La pequeña lectora

 La joven Zedarri ve un escaparate preñado de libros. Colores, dibujos y letras que llaman su atención. Abre la puerta y el viento la empuja al interior. La campanilla avisa al viejo librero de que un potencial cliente está cruzando el umbral. Su gran sonrisa se desvanece al percatarse de que la clienta es demasiado joven y viene sola. El hombre  rememora su primera visita a “la casa del librero”, una librería del barrio donde vivió de niño. Este recuerdo hace que su actitud cambie. 

La niña se pasea por la tienda tocando los libros que le llaman la atención, abre alguno y se queda absorta mirando los dibujos. 

De pronto la puerta se abre bruscamente y una mujer acalorada, vestida con vaqueros y una camiseta negra con el nombre de un grupo de rock estampado en la pechera, se abalanza hacia la cría levantando en exceso la voz. Zedarri intenta explicar que le gustaría un libro nuevo; sin embargo, la que parece ser su madre le aclara que ya le compró uno hace unos meses. 

El librero escucha atónito la conversación. 

La pequeña le susurra a su progenitora que ya ha leído aquel libro y quiere otro. Los ojos en blanco y los brazos en jarras de la madre indican a la pequeña lectora que no habrá libro nuevo. 

—Sí, encima eso, lo lees y lo dejas ahí y no lo vuelves a tocar. — Le contesta a la chiquilla con voz áspera, la que se intuye que no es lectora. 
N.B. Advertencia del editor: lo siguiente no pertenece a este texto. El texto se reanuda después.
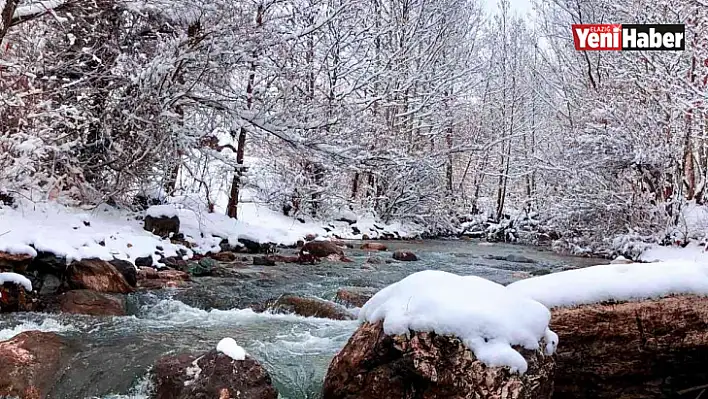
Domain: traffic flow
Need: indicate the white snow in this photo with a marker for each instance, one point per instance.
(618, 282)
(487, 317)
(103, 232)
(15, 279)
(161, 211)
(47, 325)
(35, 8)
(230, 348)
(692, 252)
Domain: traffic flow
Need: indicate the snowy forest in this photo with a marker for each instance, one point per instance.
(436, 112)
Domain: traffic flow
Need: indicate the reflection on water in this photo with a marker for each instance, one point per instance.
(114, 354)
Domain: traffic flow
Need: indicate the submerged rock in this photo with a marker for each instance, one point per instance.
(14, 298)
(149, 278)
(30, 363)
(406, 256)
(354, 296)
(321, 249)
(97, 275)
(128, 270)
(91, 303)
(162, 226)
(263, 261)
(211, 375)
(511, 258)
(14, 262)
(308, 307)
(374, 365)
(224, 256)
(374, 246)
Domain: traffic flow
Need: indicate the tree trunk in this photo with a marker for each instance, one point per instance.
(232, 207)
(6, 17)
(636, 350)
(374, 365)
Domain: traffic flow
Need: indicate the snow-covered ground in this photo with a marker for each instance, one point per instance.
(105, 232)
(486, 316)
(618, 282)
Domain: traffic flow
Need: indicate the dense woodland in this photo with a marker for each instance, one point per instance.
(428, 110)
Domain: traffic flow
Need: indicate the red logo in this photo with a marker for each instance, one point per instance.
(597, 36)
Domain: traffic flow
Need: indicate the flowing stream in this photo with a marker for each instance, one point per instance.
(114, 354)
El librero alzando la voz detiene la salida de las féminas y tomando uno de los libros que la niña había ojeado, se lo coloca en las pequeñas manos. Zedarri alterna la mirada entre el hombre, el libro y su madre. Su cara se va transformando a medida que entiende que el libro es para ella. La madre, algo avergonzada, hace el gesto de sacar la cartera, el librero rechaza tocándole la mano ligeramente. Se agacha para quedar a la altura de la niña y le pregunta el nombre. 
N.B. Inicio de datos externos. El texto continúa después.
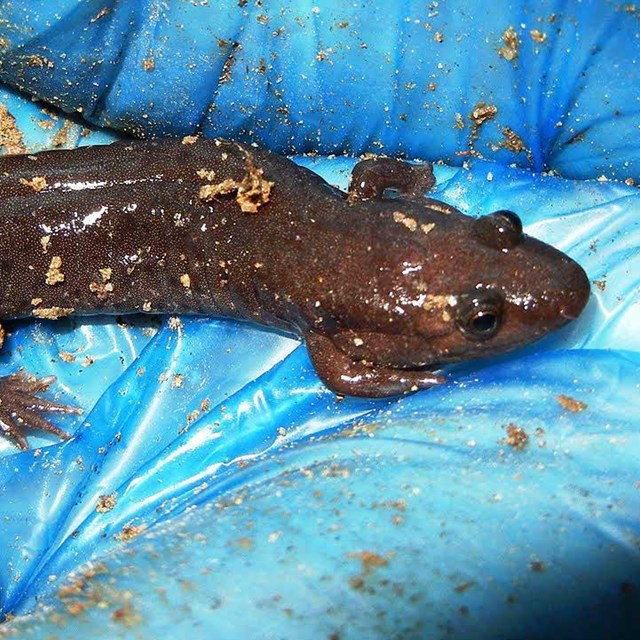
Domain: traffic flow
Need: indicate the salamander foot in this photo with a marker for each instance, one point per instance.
(21, 408)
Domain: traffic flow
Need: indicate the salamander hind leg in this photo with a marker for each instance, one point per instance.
(348, 377)
(21, 409)
(384, 178)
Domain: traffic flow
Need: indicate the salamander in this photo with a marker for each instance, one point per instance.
(385, 284)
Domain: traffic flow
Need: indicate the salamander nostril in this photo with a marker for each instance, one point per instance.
(500, 230)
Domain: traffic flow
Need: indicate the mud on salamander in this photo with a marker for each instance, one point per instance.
(383, 283)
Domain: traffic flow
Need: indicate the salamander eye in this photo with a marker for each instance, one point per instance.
(500, 230)
(479, 313)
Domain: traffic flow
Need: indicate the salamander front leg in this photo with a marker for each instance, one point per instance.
(346, 376)
(21, 409)
(375, 178)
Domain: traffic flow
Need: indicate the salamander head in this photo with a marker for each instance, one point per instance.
(457, 288)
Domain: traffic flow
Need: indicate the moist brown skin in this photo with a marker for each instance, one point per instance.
(384, 283)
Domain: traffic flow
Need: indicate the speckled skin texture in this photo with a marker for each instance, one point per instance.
(384, 283)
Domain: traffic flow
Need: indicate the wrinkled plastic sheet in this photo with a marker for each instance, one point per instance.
(243, 499)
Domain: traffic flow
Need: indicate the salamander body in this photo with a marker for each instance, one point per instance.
(383, 283)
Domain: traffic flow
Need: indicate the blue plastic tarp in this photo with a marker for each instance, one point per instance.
(242, 498)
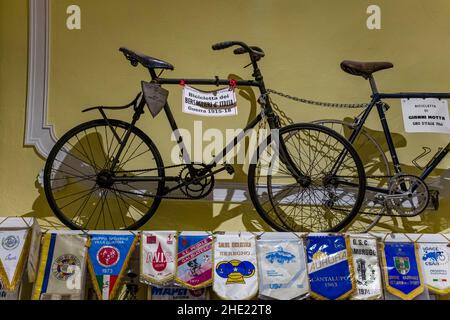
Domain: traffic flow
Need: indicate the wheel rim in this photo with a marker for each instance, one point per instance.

—Zedarri.−Le contesta muy contenta.

—Mira Zedarri, si te gustan los libros, hay una casa mágica muy cerca de aquí. Puedes leer libros gratis; y al decir esto mira de reojo a la madre, e incluso te los puedes llevar para leer en casa y luego devolverlos.

Los ojos de Zedarri se abren como platos. 

—No me mires así, es verdad, parece increíble; sin embargo, es cierto. Dos calles más arriba hay un edificio entras, eliges un libro e, incluso de permiten sentarte en un sofá muy cómodo, a echarle un ojo. Además te dejan tumbarte en la alfombra para disfrutar de la lectura con más comodidad. Ese lugar tan estupendo se llama biblioteca. Búscalo te va a gustar. De momento vive las aventuras de Nur. En estas páginas viajarás a un jardín mágico, con seres increíbles… 

Se puso de pie poco a poco, ya que sus doloridas rodillas le avisaban de que el tiempo no pasa en vano. 

La madre, ya abochornada, preguntó al viejo por la dirección exacta de la biblioteca. 

—Perfecto, así no importará que lea los libros y los cambie por otros. Esta niña es muy derrochona y antojadiza. ¿O se cree que ese libro lo va a leer y volver a leer durante meses? No, lo leerá y querrá otro. — Se intenta excusar la mujer. 

—Tranquila, para eso es la biblioteca, para derrochar los libros. Los lees una vez y los devuelves. Luego coges otro que no hayas leído. — Le contesta el librero sin dar crédito a lo escuchado.

Tras la salida de madre e hija, con paso renqueante se dirige al mostrador que se encuentra al fondo de la tienda, ve un libro caído en el suelo. Al agacharse a recogerlo comprueba que es la Isla del tesoro de Robert Louis Stevenson. Aquel libro le retrotrajo al momento en el que su padre le leía de pequeño. Aquel fue su primer libro de verdad, el primero que leyó por sí mismo. El anciano vuelve la cabeza hacia la puerta y moviendo de un lado a otro la cabeza se lamenta de la suerte de aquella pequeña lectora.